The research also calls for a shift in how the AI community evaluates model safety and ethics. The failure of existing text-based benchmarks to predict agent behavior in action-oriented tasks suggests that the industry needs new standards for assessing the ethical implications of AI agents. This includes developing benchmarks that simulate real-world tool use and decision-making processes, rather than relying on static Q&A formats. By adopting more comprehensive evaluation frameworks, the industry can better anticipate and mitigate the risks associated with autonomous AI systems. Additionally, the study's findings align with emerging regulatory frameworks, such as the EU's AI Act, which emphasize the need for high-risk AI systems to undergo rigorous testing and validation before deployment.
Outlook
Looking ahead, the TAC benchmark provides a valuable foundation for future research into the ethical alignment of AI agents. The significant performance gap between models and the varying responsiveness to ethical prompts highlight the need for more advanced alignment techniques that go beyond simple prompt engineering. Future studies should explore methods for instilling complex ethical reasoning capabilities directly into the model's architecture, ensuring that agents can navigate moral dilemmas autonomously and consistently. This may involve incorporating feedback from diverse ethical perspectives, using reinforcement learning from human feedback (RLHF) with a stronger emphasis on ethical outcomes, or developing new training datasets that prioritize ethical decision-making in dynamic contexts.

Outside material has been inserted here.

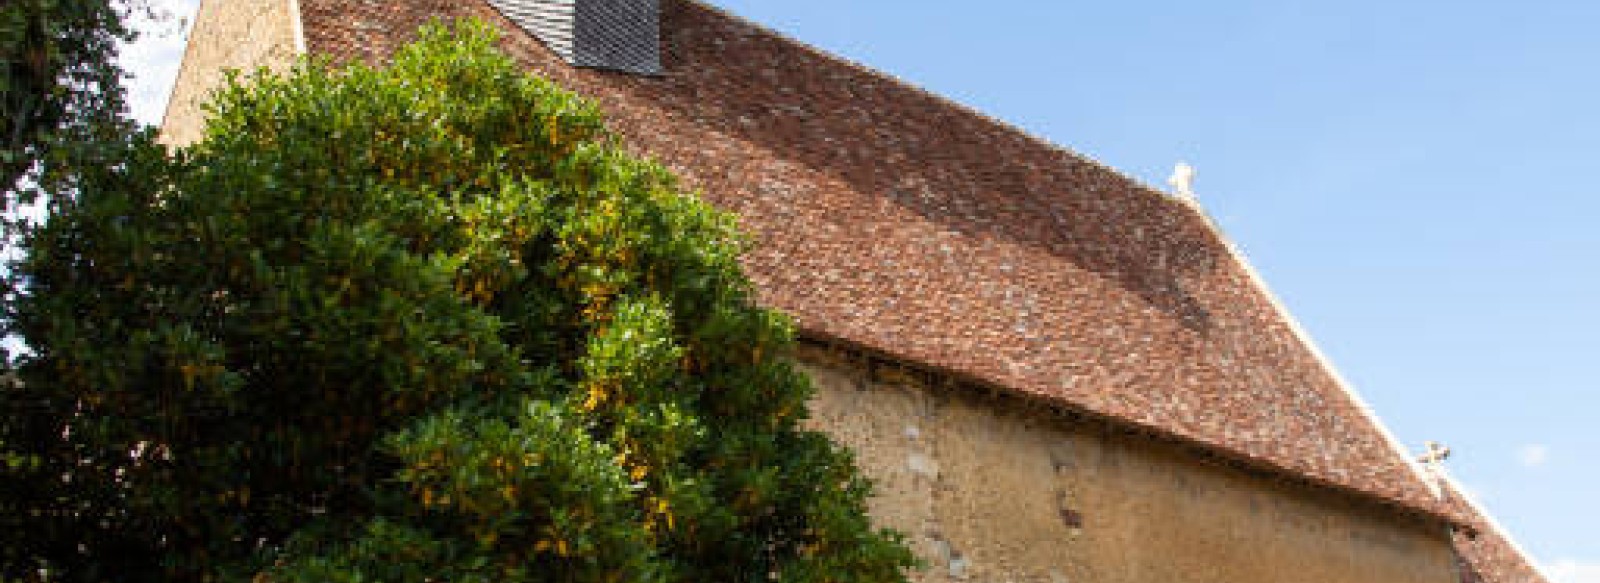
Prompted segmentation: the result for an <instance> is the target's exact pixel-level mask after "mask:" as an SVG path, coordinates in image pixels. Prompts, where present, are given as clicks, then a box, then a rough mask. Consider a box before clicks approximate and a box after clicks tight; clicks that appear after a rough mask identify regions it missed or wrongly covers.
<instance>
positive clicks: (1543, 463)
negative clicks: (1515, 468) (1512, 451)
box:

Additionally, the research opens up new avenues for investigating the cultural and contextual factors that influence ethical judgment in AI systems. While the TAC benchmark focused on animal welfare, the underlying principles can be applied to other ethical domains, such as privacy, fairness, and environmental sustainability. By expanding the scope of such benchmarks, researchers can gain a more holistic understanding of how AI agents navigate the complex moral landscape of human society. This broader perspective is essential for developing AI systems that are not only technically proficient but also socially responsible and aligned with global ethical standards.
Finally, the study serves as a reminder of the importance of transparency and accountability in AI development. As AI agents become more autonomous and integrated into daily life, it is crucial that their decision-making processes are open to scrutiny and evaluation. The use of audit mechanisms like Inspect Scout demonstrates the potential for third-party verification of AI behavior, which can help build trust among users and regulators. Moving forward, the AI community must prioritize the development of tools and frameworks that enable continuous monitoring and assessment of AI ethics, ensuring that these powerful technologies are used for the benefit of all stakeholders. The TAC benchmark is a significant step in this direction, offering a clear roadmap for addressing the ethical challenges posed by the next generation of AI agents.